Abstract life in the 70s.

jd holden
Six Days Without Art
3 min readMar 7, 2015

Where were you in 1976? I was in Lincolnshire (that’s in England, where the finest Cathedral in the world happens to be). It was hot. There were ladybirds that summer. Lots of them. I don’t know if I really remember them, or if it’s a cultural memory that’s been implanted in my brain. I remember three houses we lived in, and boarding school. So I do remember bits of the end of the 70s, though not much. I have a terrible memory. I like it that way. I remember listening to “Bridge Over Troubled Water” and “The Best of the Carpenters”. I remember coming home from school one day to find out that my grandfather had died. In my house. I remember listening to Tchaikovsky’s Violin Concerto on my brother’s plastic mono record player. I remember frilly fronted shirts and bow ties. I remember a huge jumper that my mother knitted for me, with wide, wide stripes of colours, and the embarrassment I wore with it on a school trip. I remember the mug we all got to commemorate the Queen’s Silver Jubilee. And I remember Janet Allison, and the box of Matchmakers I gave her for Christmas that year. And the tiger lillies I gave her, when we met again three years later.

The truth is, I prefer the future. I prefer to be planning, looking forward to something special. Because life can always be better. Life should always be better. And the only way that is going to happen is if you make it so. Which preamble takes me to this week’s show, at Galería Atelier. Adrià Lanuza’s new paintings are not new at all. They come from his thirties, that period of time I am having so much difficulty remembering. Now 75, he has dusted off some acrylic paintings that have been hidden away for all my adult life. He has framed them, and proudly displayed them and challenged us to believe in them, to see in them something new, or something old, or something timeless.

These abstract paintings are just that. Abstractions from my life in the 1970s. They are the iridescent veined wing of a ladybird. They are the over-exuberant bow-tie of a concert violinist. They are the bony limbs of my grandfather. They are flowers bursting with promise. There are buttresses, and flying buttresses. If you want, there are lions and unicorns and English roses. There is time and there is eternity. There is implosion and explosion. There is stained glass and blood stain. There is Jackson Browne, Black Sabbath and Deep Purple.

The artist will have other memories, of course. He will have his own interpretation of his work. And maybe over time his perception has changed. Maybe he has forgotten what he was thinking, what he believed, who he even was when he made these works. Perhaps they remind him of metamorphosis. Perhaps for Lanuza there is authoritarianism and democratic freedom. There is the eruption of openness and change.

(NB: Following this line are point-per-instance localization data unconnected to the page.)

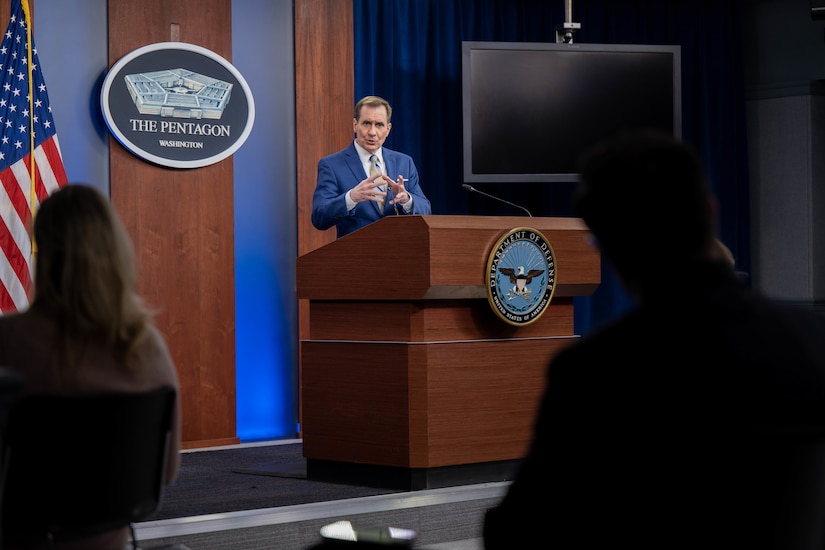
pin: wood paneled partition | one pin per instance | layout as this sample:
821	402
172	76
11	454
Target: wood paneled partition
182	224
324	101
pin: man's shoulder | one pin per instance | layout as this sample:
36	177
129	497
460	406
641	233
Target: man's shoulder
396	155
337	155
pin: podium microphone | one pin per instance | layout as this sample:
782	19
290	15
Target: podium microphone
469	187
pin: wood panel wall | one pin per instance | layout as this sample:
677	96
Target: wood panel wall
182	224
324	103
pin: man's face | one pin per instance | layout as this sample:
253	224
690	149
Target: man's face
372	129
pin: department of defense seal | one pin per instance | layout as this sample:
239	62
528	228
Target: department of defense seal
521	276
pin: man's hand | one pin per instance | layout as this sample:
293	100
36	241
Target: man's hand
400	192
367	190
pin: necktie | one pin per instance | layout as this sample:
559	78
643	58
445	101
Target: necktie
376	169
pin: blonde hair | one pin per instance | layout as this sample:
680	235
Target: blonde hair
373	101
85	275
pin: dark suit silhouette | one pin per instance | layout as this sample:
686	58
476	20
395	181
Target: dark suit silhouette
640	439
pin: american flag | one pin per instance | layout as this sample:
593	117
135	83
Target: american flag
24	111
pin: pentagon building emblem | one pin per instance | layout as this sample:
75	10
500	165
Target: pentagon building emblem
177	104
178	93
521	276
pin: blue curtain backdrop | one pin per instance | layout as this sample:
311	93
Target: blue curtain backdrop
409	52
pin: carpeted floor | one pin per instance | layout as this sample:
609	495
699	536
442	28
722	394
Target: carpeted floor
248	478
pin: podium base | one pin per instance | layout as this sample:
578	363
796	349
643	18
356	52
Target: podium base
410	479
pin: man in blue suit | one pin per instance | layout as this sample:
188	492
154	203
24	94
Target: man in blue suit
354	186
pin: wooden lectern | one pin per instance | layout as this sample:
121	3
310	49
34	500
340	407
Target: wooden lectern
409	378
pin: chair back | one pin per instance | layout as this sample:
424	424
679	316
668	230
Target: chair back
82	465
787	489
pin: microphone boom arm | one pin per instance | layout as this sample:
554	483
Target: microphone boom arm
472	189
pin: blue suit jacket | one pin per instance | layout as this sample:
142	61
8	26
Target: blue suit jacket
341	171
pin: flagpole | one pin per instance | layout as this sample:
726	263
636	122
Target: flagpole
29	70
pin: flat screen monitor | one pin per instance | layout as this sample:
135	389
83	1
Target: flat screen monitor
529	109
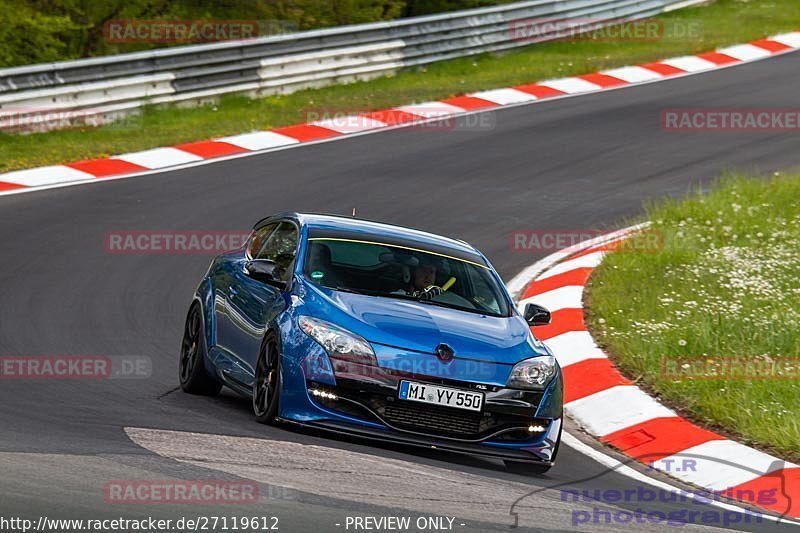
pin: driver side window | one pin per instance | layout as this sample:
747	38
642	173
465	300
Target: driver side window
281	247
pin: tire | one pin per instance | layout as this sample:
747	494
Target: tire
267	381
191	368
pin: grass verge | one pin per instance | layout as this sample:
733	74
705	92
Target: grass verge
710	321
714	25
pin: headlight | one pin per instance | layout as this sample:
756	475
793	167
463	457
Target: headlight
336	341
533	373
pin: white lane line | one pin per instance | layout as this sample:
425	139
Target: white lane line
259	140
350	124
431	109
633	74
34	177
690	63
573	347
719	464
571	85
504	96
789	39
745	52
590	260
568	297
610	410
159	157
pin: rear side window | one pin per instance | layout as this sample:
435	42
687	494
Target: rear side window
281	247
258	238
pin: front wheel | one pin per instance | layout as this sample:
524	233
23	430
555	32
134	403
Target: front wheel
193	376
267	382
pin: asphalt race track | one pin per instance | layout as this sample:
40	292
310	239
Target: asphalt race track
577	163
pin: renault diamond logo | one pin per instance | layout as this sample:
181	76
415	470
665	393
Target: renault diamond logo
444	353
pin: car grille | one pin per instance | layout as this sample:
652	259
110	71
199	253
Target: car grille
441	421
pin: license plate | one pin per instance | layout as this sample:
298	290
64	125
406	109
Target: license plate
433	394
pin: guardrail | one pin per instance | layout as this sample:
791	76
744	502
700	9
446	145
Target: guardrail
101	89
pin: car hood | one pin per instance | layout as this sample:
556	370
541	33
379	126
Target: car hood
421	327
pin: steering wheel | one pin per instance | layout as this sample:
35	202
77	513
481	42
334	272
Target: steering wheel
430	291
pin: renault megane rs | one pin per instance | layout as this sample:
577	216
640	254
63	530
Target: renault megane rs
376	330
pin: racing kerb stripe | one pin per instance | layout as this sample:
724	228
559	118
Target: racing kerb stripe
608	406
162	158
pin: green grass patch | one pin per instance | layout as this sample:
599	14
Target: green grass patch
714	25
710	321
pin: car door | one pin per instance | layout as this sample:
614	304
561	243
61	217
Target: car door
227	315
254	303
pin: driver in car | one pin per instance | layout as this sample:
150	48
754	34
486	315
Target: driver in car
423	280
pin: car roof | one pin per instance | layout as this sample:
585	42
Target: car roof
358	228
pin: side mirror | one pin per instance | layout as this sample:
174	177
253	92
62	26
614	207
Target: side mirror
536	315
265	271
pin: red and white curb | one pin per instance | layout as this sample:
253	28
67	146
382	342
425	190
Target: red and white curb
608	406
188	154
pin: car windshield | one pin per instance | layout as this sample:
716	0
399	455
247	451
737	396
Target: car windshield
386	270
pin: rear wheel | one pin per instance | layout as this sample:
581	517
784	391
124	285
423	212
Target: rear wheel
267	382
193	375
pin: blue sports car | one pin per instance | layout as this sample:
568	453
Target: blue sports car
376	330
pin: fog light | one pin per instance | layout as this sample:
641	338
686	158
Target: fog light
322	394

But there is another reading too. Your reading. What were you doing in the 1970s? Were you even born? What cultural memory has been laid upon you? What does the 70s mean to you? Because these paintings are inclusive, comprehensive, ecumenical. Like all great art they allow you to bring your life, your memories, your hopes and plans. And to sit comfortably with them, reconciled. Art is art. Make it your art. Life is life. Make it your life.